4. ...There is a double interpretation, both must be given: lighten,
he says, Your face upon us,
show to us Your countenance. For God does not ever light His countenance, as if ever it had been without light: but He lights it upon us, so that what was hidden from us, is opened to us, and that which was, but to us was hidden, is unveiled upon us, that is, is lightened. Or else surely it is, Your image lighten upon us:
so that he said this, in lighten Your countenance upon us:
You have imprinted Your countenance upon us; You have made us after Your image and Your likeness, Genesis 1:26 You have made us Your coin; but Your image ought not in darkness to remain: send a ray of Your wisdom, let it dispel our darkness, and let there shine in us Your image; let us know ourselves to be Your image, let us hear what has been said in the Song of Songs, If You shall not have known Yourself, O fair one among women.
Song of Songs 1:8 For there is said to the Church, If You shall not have known Yourself.
What is this? If You shall not have known Yourself to have been made after the image of God. O Soul of the Church, precious, redeemed with the blood of the Lamb immaculate, observe of how great value You are, think what has been given for You. Let us say, therefore, and let us long that He may lighten His face upon us.

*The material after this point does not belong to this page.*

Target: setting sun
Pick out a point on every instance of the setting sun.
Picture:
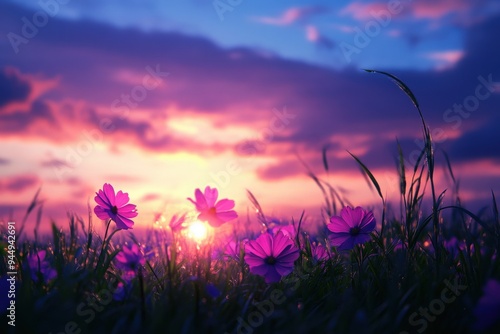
(198, 231)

We wear His face: in like manner as the faces of emperors are spoken of, truly a kind of sacred face is that of God in His own image: but unrighteous men know not in themselves the image of God. In order that the countenance of God may be lightened upon them, they ought to say what? You shall light my candle, O Lord my God, You shall light my darkness.
I am in the darkness of sins, but by the ray of Your wisdom dispelled be my darkness, may Your countenance appear; and if perchance through me it appears somewhat deformed, by You be there reformed that which by You has been formed.

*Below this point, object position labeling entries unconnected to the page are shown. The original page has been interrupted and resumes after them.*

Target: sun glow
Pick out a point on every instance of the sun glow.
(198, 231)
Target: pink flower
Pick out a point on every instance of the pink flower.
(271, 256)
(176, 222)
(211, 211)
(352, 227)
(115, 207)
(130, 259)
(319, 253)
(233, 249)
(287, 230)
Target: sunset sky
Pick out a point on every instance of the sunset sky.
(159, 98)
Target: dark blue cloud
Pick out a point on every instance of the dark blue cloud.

5. That we may know on earth Your way
Psalm 66:2. On earth,
here, in this life, we may know Your way.
What is, Your way
? That which leads to You. May we acknowledge whither we are going, acknowledge where we are as we go; neither in darkness we can do. Afar You are from men sojourning, a way to us You have presented, through which we must return to You. Let us acknowledge on earth Your way.

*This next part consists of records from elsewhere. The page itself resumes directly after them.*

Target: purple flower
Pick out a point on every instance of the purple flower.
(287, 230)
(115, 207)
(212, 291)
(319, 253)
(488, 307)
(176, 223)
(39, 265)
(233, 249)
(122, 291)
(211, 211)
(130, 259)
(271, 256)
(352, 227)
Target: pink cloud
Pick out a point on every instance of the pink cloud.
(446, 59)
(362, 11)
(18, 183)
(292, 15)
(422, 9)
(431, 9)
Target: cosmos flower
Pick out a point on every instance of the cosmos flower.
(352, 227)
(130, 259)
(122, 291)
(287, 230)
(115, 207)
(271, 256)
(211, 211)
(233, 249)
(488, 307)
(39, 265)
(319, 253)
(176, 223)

What is His way wherein we have desired, That we may know on earth Your way
? We are going to enquire this ourselves, not of ourselves to learn it. We can learn of it from the Gospel: I am the Way,
John 14:6 the Lord says: Christ has said, I am the Way.
But do you fear lest you stray? He has added, And the Truth.
Who strays in the Truth? He strays that has departed from the Truth. The Truth is Christ, the Way is Christ: walk therein. Do you fear lest you die before thou attain unto Him? I am the Life: I am,
He says, the Way and the Truth and the Life.
As if He were saying, What do you fear? Through Me you walk, to Me you walk, in Me you rest.
What therefore means, We may know on earth Your Way,
but we may know on earth Your Christ
? But let the Psalm itself reply: lest ye think that out of other Scriptures there must be adduced testimony, which perchance is here wanting: by repetition he has shown what signified, That we may know on earth Your Way:
and as if you were inquiring, In what earth, what way?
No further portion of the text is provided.